🤖 AI Summary
Existing evaluation frameworks fail to accurately model hardware-software co-optimization overheads for latency-sensitive, fine-grained accelerators within cache hierarchies—particularly overlooking interaction delays introduced by the AMBA CHI coherence protocol and the Linux software stack, as well as performance variability induced by cache configuration. This paper presents the first cache-level, fine-grained task evaluation framework supporting full-system simulation. Built upon gem5, it deeply integrates the CHI coherence network and the Linux software stack, offering a C++ API and modular configuration to enable end-to-end modeling across CPU cores, caches, and accelerators. It innovatively enables fine-grained quantification of address translation, memory access, and protocol overheads.
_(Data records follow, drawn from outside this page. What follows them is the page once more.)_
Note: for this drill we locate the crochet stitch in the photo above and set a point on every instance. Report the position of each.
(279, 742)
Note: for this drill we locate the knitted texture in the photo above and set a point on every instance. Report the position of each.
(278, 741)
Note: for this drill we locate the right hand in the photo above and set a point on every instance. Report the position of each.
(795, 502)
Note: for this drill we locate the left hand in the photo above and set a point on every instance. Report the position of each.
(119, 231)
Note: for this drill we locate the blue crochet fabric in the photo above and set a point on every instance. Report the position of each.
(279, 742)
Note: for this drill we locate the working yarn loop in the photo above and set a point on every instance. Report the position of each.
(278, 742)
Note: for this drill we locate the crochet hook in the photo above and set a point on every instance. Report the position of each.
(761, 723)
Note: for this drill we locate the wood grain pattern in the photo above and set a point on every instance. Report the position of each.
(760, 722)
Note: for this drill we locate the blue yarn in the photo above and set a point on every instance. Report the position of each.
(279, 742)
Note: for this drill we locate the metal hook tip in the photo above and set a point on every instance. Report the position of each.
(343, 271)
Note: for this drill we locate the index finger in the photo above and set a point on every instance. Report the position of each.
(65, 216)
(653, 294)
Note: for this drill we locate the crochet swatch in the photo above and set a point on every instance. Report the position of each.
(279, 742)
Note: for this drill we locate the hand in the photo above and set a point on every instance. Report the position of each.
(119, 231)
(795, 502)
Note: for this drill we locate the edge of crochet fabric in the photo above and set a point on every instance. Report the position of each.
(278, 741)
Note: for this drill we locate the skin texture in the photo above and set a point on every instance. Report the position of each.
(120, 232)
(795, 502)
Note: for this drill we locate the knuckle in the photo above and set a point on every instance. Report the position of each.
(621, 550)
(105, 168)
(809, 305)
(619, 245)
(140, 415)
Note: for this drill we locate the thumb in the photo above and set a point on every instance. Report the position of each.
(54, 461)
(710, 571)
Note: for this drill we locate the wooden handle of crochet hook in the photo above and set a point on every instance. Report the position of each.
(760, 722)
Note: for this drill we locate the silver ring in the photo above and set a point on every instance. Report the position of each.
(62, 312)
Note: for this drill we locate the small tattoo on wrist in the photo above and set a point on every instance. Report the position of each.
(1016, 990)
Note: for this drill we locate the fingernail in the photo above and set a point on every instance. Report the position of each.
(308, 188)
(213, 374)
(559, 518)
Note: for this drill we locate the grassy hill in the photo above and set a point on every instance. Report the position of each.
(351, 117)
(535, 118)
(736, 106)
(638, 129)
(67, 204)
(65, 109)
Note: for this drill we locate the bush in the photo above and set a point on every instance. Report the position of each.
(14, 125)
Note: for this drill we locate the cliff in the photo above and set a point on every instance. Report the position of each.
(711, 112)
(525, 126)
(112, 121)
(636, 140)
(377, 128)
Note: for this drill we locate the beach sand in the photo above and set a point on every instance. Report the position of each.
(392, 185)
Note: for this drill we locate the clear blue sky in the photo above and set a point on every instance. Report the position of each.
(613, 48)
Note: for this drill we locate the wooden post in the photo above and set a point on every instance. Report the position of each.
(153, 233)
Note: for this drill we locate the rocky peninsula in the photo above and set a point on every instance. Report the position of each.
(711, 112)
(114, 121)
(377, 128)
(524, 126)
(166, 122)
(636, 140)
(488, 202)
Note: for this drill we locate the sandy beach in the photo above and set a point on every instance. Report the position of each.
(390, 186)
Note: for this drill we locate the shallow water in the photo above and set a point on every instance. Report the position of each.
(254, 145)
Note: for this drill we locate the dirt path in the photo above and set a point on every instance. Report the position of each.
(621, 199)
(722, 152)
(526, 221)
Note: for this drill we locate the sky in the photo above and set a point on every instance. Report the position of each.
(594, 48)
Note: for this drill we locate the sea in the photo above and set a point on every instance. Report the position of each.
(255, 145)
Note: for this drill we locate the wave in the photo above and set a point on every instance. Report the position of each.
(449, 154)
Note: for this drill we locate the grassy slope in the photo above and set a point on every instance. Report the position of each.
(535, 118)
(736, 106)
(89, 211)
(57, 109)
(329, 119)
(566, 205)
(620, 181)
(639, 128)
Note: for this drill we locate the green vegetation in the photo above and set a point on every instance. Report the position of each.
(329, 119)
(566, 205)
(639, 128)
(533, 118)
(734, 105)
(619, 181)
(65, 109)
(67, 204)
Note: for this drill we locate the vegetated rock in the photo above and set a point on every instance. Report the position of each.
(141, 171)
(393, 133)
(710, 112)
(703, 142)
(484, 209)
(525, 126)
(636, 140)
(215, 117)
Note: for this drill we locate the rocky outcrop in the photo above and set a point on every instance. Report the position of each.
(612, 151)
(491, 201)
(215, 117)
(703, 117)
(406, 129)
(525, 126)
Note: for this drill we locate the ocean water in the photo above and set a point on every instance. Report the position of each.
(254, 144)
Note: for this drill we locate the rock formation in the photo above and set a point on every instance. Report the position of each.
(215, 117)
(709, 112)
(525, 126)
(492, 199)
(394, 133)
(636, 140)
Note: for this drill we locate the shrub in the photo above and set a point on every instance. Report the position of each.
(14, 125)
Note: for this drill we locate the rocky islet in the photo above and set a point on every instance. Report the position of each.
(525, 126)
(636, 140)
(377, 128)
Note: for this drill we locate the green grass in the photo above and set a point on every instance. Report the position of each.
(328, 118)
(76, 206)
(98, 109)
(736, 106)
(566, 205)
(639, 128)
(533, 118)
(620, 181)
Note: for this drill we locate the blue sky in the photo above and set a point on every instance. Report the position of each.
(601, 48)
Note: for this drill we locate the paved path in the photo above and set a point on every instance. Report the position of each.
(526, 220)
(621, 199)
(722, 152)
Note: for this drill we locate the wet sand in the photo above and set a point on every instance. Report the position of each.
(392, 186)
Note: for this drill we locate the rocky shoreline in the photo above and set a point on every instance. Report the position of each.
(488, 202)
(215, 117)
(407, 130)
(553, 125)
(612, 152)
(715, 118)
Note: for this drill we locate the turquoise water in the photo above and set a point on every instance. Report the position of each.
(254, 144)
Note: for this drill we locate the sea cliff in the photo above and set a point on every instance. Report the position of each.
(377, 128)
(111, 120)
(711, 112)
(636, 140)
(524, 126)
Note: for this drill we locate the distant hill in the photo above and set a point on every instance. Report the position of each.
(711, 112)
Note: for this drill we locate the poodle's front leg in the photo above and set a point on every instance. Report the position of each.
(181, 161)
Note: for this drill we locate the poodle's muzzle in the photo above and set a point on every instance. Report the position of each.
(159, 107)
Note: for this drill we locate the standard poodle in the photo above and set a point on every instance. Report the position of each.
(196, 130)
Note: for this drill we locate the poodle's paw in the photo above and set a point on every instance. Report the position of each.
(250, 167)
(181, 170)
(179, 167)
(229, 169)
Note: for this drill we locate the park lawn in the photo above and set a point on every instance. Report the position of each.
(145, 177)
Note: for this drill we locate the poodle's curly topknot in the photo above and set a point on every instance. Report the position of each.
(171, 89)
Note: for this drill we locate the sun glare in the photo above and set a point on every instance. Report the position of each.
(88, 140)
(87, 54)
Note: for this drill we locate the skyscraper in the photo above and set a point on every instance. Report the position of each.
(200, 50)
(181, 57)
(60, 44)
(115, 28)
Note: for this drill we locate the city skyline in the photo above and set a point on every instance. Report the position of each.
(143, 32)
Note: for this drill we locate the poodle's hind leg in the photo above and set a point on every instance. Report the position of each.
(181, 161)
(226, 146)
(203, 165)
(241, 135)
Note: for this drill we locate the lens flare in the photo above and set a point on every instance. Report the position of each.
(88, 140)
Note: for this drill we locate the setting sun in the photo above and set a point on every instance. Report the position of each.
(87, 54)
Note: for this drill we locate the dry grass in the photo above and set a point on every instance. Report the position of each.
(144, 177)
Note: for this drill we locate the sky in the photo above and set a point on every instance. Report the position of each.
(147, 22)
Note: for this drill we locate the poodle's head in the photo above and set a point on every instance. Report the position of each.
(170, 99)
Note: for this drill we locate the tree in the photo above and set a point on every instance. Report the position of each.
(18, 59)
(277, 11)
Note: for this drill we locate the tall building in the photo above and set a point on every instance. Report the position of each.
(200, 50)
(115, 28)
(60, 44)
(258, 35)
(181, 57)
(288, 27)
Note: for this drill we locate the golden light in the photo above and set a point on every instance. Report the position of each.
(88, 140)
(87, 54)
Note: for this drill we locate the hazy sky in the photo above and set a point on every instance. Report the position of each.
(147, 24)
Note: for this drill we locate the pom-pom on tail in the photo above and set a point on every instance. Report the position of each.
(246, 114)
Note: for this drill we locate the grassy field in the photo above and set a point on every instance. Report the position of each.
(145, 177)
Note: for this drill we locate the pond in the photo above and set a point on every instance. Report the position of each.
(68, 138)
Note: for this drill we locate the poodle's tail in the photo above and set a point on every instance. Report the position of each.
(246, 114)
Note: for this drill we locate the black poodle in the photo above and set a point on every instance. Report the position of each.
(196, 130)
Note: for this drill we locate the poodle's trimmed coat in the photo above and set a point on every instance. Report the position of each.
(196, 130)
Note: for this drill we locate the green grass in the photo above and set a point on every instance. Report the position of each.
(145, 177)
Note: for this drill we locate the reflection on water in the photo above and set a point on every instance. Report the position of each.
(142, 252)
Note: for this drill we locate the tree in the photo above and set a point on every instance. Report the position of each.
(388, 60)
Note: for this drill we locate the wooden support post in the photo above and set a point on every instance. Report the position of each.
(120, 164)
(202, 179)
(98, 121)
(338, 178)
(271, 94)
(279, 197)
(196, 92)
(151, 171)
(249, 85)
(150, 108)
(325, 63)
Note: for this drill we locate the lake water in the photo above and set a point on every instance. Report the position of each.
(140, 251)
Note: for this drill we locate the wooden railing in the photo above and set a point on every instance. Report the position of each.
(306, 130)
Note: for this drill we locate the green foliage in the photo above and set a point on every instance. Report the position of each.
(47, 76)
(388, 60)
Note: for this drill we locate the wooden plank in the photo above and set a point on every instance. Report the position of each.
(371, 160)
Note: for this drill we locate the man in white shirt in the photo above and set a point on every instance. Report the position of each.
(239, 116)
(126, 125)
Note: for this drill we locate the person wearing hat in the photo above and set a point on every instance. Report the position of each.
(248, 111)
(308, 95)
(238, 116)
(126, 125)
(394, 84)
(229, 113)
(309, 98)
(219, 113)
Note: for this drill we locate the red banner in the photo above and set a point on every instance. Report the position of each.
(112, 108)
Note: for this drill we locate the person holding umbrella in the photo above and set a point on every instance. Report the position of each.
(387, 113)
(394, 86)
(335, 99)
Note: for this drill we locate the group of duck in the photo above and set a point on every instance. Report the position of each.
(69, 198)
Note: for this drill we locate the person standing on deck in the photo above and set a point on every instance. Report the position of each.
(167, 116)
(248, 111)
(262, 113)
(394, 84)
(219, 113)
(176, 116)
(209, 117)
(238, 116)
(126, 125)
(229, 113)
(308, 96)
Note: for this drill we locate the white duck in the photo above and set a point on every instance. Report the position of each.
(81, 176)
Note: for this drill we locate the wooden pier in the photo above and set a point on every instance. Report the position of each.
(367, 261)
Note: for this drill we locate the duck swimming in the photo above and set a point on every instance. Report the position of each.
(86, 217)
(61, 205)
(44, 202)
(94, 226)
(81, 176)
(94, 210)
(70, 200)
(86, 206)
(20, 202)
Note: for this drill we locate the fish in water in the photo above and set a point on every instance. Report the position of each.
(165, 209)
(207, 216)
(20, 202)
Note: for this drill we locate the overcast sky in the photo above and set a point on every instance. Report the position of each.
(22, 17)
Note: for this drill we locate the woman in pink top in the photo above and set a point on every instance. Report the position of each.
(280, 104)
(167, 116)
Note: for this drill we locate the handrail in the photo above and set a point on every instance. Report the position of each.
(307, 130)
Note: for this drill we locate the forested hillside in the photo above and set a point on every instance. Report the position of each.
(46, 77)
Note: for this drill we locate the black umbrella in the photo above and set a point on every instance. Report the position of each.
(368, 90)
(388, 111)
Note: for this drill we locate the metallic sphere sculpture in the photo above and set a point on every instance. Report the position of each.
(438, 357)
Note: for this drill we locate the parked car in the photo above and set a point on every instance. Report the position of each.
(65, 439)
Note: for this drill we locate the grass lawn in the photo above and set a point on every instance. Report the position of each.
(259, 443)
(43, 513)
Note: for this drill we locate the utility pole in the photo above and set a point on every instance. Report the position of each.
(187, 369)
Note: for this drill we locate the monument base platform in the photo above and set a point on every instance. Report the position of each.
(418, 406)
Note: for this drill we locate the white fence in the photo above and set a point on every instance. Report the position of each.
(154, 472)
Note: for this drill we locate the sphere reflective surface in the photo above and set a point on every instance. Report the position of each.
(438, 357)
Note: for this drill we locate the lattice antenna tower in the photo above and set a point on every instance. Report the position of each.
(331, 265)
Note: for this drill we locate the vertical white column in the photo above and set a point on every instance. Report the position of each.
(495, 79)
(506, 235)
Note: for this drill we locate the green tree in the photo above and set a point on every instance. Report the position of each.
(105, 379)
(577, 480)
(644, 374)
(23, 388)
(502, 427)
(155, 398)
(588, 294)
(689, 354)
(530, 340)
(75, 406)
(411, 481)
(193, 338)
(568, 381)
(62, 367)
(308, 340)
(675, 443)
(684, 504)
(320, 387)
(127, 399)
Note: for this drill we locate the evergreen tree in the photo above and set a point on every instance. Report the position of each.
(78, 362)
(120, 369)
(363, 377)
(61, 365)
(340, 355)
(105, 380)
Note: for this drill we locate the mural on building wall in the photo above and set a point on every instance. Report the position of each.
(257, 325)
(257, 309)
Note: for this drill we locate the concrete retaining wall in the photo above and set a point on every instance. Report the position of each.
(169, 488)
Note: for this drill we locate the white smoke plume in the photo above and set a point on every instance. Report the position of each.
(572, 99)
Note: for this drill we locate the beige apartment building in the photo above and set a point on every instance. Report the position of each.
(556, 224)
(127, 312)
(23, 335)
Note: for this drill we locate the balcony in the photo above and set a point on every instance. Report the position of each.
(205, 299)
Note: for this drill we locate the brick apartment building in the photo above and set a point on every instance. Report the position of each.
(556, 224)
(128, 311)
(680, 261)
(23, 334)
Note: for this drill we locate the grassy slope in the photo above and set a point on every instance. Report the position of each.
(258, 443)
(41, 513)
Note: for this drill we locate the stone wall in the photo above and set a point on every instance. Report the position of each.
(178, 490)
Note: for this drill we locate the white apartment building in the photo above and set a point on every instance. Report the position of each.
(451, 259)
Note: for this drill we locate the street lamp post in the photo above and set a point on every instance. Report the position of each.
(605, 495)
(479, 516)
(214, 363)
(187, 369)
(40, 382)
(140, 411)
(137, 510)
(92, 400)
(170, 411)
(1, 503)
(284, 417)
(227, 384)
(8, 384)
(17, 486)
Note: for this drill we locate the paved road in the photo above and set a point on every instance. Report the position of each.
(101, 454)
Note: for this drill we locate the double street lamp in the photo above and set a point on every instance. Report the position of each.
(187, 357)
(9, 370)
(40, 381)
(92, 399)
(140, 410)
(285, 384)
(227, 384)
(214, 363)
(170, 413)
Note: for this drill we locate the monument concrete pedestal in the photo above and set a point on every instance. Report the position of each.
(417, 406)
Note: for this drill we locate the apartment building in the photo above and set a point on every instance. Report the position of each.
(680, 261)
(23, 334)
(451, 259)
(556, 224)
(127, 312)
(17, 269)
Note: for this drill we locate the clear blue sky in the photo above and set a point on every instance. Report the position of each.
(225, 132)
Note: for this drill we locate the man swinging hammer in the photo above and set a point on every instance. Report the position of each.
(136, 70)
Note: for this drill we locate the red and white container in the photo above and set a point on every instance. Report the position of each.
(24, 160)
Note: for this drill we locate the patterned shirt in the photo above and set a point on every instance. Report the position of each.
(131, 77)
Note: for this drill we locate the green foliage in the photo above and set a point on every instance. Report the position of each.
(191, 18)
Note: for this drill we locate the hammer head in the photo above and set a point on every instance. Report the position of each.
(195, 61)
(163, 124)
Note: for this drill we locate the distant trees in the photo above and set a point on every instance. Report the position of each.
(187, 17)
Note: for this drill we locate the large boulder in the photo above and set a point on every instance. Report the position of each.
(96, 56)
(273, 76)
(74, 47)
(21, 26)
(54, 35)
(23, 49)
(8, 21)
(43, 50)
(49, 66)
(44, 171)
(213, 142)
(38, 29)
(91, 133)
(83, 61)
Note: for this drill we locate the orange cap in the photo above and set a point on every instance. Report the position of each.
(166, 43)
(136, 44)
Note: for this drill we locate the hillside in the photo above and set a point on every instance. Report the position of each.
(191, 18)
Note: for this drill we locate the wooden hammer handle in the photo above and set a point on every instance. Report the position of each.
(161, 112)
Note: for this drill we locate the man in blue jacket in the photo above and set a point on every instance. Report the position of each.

Evaluated on graph-analytics prefetching and fast-sorting accelerators, the framework achieves 1.08×–1.88× and over 2× speedup, respectively, demonstrating its effectiveness in guiding low-latency accelerator design.
📝 Abstract
In this paper, we introduce Choreographer, a simulation framework that enables a holistic system-level evaluation of fine-grained accelerators designed for latency-sensitive tasks. Unlike existing frameworks, Choreographer captures all hardware and software overheads in core-accelerator and cache-accelerator interactions, integrating a detailed gem5-based hardware stack featuring an AMBA coherent hub interface (CHI) mesh network and a complete Linux-based software stack. To facilitate rapid prototyping, it offers a C++ application programming interface and modular configuration options. Our detailed cache model provides accurate insights into performance variations caused by cache configurations, which are not captured by other frameworks. The framework is demonstrated through two case studies: a data-aware prefetcher for graph analytics workloads, and a quicksort accelerator. Our evaluation shows that the prefetcher achieves speedups between 1.08x and 1.88x by reducing memory access latency, while the quicksort accelerator delivers more than 2x speedup with minimal address translation overhead. These findings underscore the ability of Choreographer to model complex hardware-software interactions and optimize performance in small task offloading scenarios.